Accueil > 25 - TEXTES COMIQUES > Voltaire, cet humoriste, ce satiriste..

Voltaire, cet humoriste, ce satiriste..

jeudi 28 avril 2016, par Robert Paris

Voltaire a été un satiriste de talent, un humoriste, un comique. Quand il est critique, ce n’est pas sur le fond mais sur le terrain uniquement moral. Il n’est pas contre le régime, pas contre le système, pas contre l’idéologie mais contre la méthode, les moyens, les bassesses, les injustices.

Comme philosophe, comme « Lumière », Voltaire ne brille pas énormément : il est croyant, il est favorable aux monarchies éclairées, il méprise les femmes, etc….

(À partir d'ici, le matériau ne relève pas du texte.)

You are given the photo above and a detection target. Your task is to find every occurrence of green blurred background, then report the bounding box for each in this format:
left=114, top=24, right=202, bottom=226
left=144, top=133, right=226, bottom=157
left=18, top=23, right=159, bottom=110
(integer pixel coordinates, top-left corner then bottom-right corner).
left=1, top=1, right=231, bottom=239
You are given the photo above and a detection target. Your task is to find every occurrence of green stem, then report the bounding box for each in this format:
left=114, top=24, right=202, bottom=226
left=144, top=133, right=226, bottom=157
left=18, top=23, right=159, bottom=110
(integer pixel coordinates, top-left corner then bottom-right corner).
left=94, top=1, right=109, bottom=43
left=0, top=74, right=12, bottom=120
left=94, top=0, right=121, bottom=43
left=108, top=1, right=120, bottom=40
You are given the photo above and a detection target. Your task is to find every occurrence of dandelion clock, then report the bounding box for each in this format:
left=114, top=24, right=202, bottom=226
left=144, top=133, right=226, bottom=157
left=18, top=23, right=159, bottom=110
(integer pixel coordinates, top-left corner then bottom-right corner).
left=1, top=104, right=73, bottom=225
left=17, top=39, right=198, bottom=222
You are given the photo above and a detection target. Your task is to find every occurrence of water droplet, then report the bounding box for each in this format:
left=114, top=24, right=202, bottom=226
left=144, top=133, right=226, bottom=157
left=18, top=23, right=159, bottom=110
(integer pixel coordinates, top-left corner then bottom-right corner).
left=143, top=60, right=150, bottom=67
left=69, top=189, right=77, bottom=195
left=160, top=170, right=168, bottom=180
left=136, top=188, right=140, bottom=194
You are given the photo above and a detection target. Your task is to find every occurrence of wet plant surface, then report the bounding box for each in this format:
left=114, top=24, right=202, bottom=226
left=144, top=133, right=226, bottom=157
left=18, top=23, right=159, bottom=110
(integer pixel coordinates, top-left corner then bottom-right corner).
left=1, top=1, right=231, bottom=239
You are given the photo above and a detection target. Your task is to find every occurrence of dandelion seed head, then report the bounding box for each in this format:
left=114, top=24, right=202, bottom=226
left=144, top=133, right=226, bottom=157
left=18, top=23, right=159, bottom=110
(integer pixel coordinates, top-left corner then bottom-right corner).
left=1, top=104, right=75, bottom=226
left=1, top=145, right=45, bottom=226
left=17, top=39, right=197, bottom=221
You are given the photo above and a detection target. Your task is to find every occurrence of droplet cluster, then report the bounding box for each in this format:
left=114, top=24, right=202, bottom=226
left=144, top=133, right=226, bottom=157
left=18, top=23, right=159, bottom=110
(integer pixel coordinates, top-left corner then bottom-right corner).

Alors que Diderot ne craint pas d’affirmer qu’il ne croit pas en dieu, Voltaire affirme l’inverse :

« J’ai fait un peu de bien, c’est mon meilleur ouvrage. »

La monarchie ne l’affole pas et il a été attiré par de nombreux monarques :

« S’’il fallait choisir, je détesterais moins la tyrannie d’un seul que celle de plusieurs. Un despote a toujours quelques bons moments ; une assemblée de despotes n’en a jamais. »

« On peut, sans s’avilir, s’abaisser sous les dieux, les craindre et les servir. »

Aussi le mépris des hommes :

« Les hommes sont des insectes se dévorant les uns les autres sur un petit atome de boue. »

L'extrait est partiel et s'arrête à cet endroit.